By Deborah J. Rumsey
When you test a hypothesis about a population, you can use your test statistic to decide whether to reject the null hypothesis, H0. You make this decision by coming up with a number, called a p-value.
A p-value is a probability associated with your critical value. The critical value depends on the probability you are allowing for a Type I error. It measures the chance of getting results at least as strong as yours if the claim (H0) were true.
The following figure shows the locations of a test statistic and their corresponding conclusions.
Decisions for Ha: not-equal-to.
Note that if the alternative hypothesis is the less-than alternative, you reject H0 only if the test statistic falls in the left tail of the distribution (below –2). Similarly, if Ha is the greater-than alternative, you reject H0 only if the test statistic falls in the right tail (above 2).
To find the p-value for your test statistic:
Look up your test statistic on the appropriate distribution — in this case, on the standard normal (Z-) distribution (see the following Z-table).
Find the probability that Z is beyond (more extreme than) your test statistic:
If Ha contains a less-than alternative, find the probability that Z is less than your test statistic (that is, look up your test statistic on the Z-table and find its corresponding probability). This is the p-value. (Note: In this case, your test statistic is usually negative.)
If Ha contains a greater-than alternative, find the probability that Z is greater than your test statistic (look up your test statistic on the Z-table, find its corresponding probability, and subtract it from one). The result is your p-value. (Note: In this case, your test statistic is usually positive.)
If Ha contains a not-equal-to alternative, find the probability that Z is beyond your test statistic and double it. There are two cases:
If your test statistic is negative, first find the probability that Z is less than your test statistic (look up your test statistic on the Z-table and find its corresponding probability). Then double this probability to get the p-value.
If your test statistic is positive, first find the probability that Z is greater than your test statistic (look up your test statistic on the Z-table, find its corresponding probability, and subtract it from one). Then double this result to get the p-value.
Suppose you are testing a claim that the percentage of all women with varicose veins is 25%, and your sample of 100 women had 20% with varicose veins.

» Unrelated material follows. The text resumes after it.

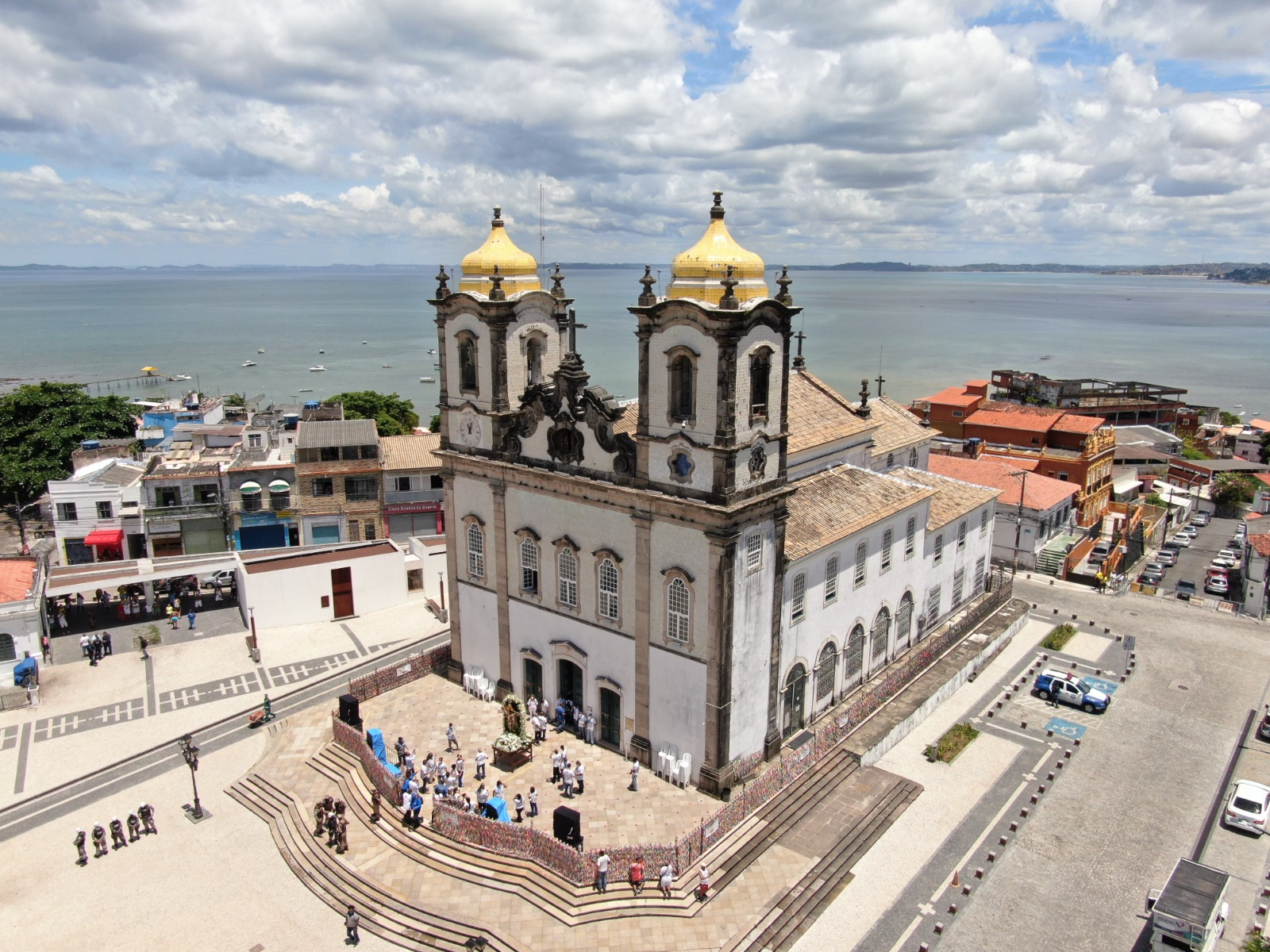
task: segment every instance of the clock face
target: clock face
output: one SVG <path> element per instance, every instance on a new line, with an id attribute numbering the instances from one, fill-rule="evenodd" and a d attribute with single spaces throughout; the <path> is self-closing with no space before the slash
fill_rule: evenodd
<path id="1" fill-rule="evenodd" d="M 474 447 L 480 443 L 480 418 L 466 413 L 458 418 L 458 442 Z"/>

Then the sample proportion p=0.20. The standard error for your sample percentage is the square root of p(1-p)/n which equals 0.04 or 4%. You find the test statistic by taking the proportion in the sample with varicose veins, 0.20, subtracting the claimed proportion of all women with varicose veins, 0.25, and then dividing the result by the standard error, 0.04. These calculations give you a test statistic (standard score) of –0.05 divided by 0.04 = –1.25. This tells you that your sample results and the population claim in H0 are 1.25 standard errors apart; in particular, your sample results are 1.25 standard errors below the claim.
When testing H0: p = 0.25 versus Ha: p < 0.25, you find that the p-value of -1.25 by finding the probability that Z is less than -1.25. When you look this number up on the above Z-table, you find a probability of 0.1056 of Z being less than this value.
Note: If you had been testing the two-sided alternative,
the p-value would be 2 ∗ 0.1056, or 0.2112.
If the results are likely to have occurred under the claim, then you fail to reject H0 (like a jury decides not guilty). If the results are unlikely to have occurred under the claim, then you reject H0 (like a jury decides guilty).